Even for personal stuff, why would you want to use passwords? Keys are more secure AND more convenient. Sure you don't need certificates but I don't understand how keys are more 'nonsensical' than passwords.

Keys have more flexibility, you can use SSH Agent, you can do SSH agent forwarding, etc.

> except always saved to your disk so that anyone who steals your laptop gets access.

This is wrong. First of all, your laptop should have disk encryption. Always. I don't care what your threat model is, encrypt the disk. Second, SSH keys can (and SHOULD) have a passphrase.

teknopaul · on March 24, 2022

Ever don't the math on the amount of time spent entering passwords? I have. Stopped using passwords for personal stuff.

I multiplied by cost per min for downtime in professional support and the cost of typing passwords was more than my yearly wage.

sneak · on March 25, 2022

This contains several misconceptions.

Keys are not just "passwords saved to disk". My private keys exist in hardware, on Yubikeys. They aren't on disk. The hardware requires authentication to access.

You're typing your passwords zillions of times. I log in to my system once, authenticate to my HSM once, and I can access many hosts via scripts and automated tools. This is impossible to do securely with password auth.

You're also training yourself to manually input the entirety of your authentication credential multiple times per day (or hour). This is bad practice, as anyone stealing it then has the keys (ha) to your kingdom (and they have way more opportunities to steal it!). Even if you just replace password auth with a password-protected key on disk, and don't use a password-caching agent that holds the decrypted key in ram (as would be typical), so that you're still typing your password each and every authentication, you've raised the bar substantially because someone would need to steal your encrypted key from disk in addition to obtaining your password.

Then there's the issue of cycling credentials, and the mental loads involved. I can cycle my keys without changing my workflow or having to type anything differently.

Passwords are not good authentication tools. Use actual cryptography.

toolz · on March 24, 2022

not if you encrypt your ssh keys, which is what everyone I know does - then your potentially weak password requires physical access to exploit while things accessible over the internet can't really be brute forced.

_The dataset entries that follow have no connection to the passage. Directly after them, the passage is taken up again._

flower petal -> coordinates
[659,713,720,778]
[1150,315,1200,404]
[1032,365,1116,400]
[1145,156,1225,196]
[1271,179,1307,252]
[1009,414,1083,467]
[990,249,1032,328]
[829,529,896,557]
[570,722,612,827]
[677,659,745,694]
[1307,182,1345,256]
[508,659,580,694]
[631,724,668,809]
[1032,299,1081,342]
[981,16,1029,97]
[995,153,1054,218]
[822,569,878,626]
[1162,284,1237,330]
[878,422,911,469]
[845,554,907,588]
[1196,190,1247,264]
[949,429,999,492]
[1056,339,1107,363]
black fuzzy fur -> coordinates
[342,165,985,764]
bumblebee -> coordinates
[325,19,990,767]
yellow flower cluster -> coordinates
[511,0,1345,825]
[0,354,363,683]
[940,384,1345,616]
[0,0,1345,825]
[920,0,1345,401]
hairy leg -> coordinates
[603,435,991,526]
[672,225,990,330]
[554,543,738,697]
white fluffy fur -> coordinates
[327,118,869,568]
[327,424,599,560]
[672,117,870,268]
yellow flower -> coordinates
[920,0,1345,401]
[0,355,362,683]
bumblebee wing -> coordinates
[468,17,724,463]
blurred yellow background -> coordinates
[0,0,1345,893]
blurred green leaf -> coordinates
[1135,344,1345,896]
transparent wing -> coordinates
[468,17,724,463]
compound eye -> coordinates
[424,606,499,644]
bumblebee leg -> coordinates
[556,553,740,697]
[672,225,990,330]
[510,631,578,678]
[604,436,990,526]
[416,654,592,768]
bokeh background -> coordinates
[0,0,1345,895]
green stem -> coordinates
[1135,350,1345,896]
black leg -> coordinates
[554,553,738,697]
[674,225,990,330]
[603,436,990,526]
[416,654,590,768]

further, this is even more convenient when paired with an ssh-agent that will securely hold your private key in memory and not allow anyone to export that key...you could dump the memory but that would require root access, which again should be password protected

teknopaul · on March 24, 2022

My servers expect an environment variable to be sent too, (new sshd and ssh can do this). This gives basic 2fa without typing anything.

jalgos_eminator · on March 24, 2022

The github change also messed up my workflow, which involves pulling/cloning my company's git repo from lots of machines, many of them being short lived or disposable. Now I have to save the password forced on me in a file because I'm unable to memorize it easily and that made our setup less secure. Thanks github...

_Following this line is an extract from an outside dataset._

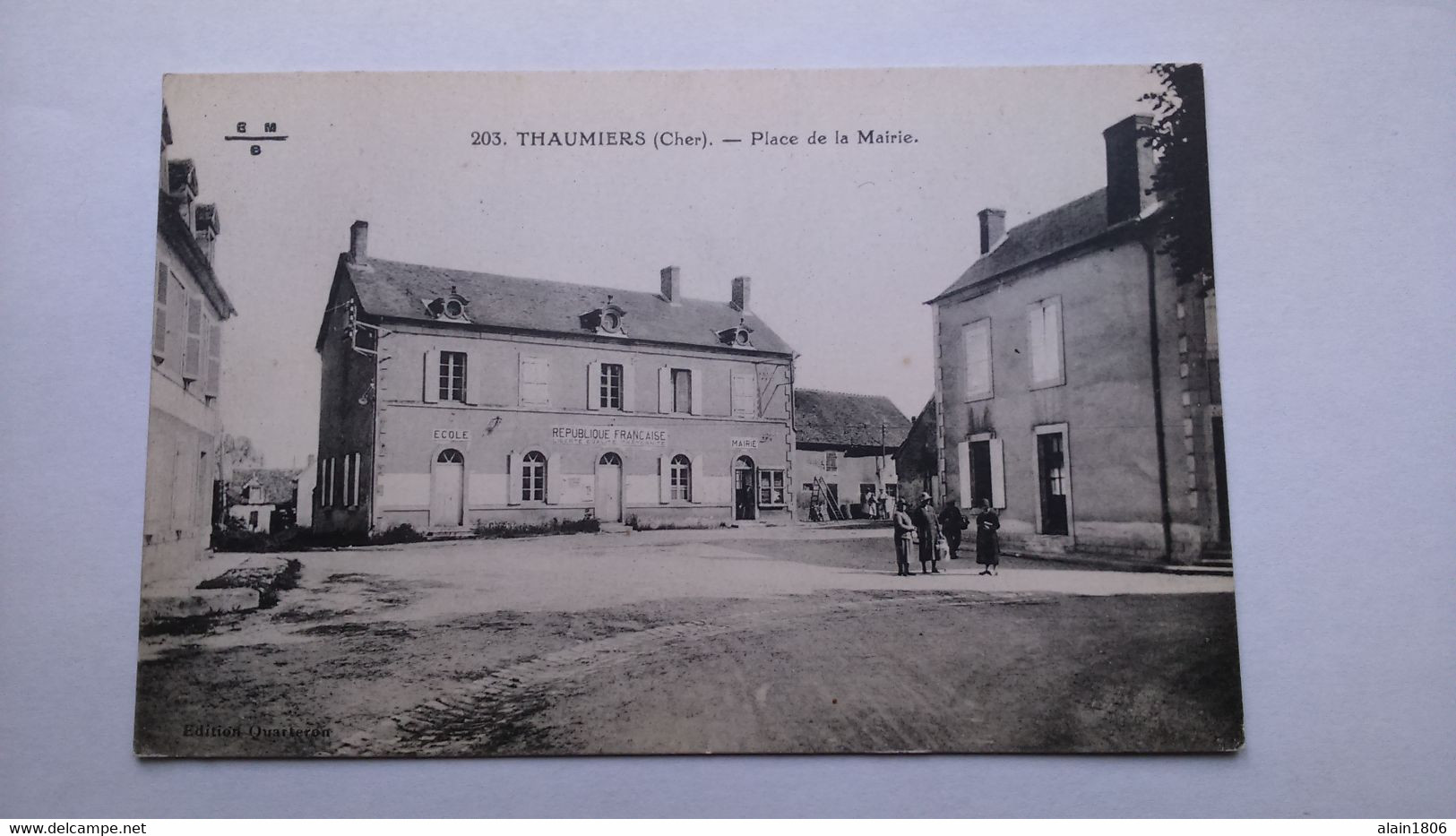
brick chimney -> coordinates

raxxorrax · on March 24, 2022

Passwords are safe if you can memorize them. It is not too hard in my opinion. I also think they should always be an option for any kind of auth. Maybe I want to authenticate against a system but I don't want others to know my ID. For that use case a password is the better solution.

politician · on March 24, 2022

The SSH servers that I'm familiar with are spun up with a host cert, so all of the FUD in this article about connecting to an unknown host is a non-issue. Check that the host cert matches the one you expect once, and the tooling makes sure to notify you if it changes.

As far as provisioning, maintaining a secure CA signing practice is a nightmare. It's K8S level of self-inflicted pain for a startup. If you're running at a larger scale and can dedicate a team to it, fine. If you're a dozen people trying to launch, getting the devops guy to run `ssh-copy-id` is not the challenge that this article makes it out to be. Nor is the slightly more automated Terraform script that installs and uninstalls authorized keys from servers.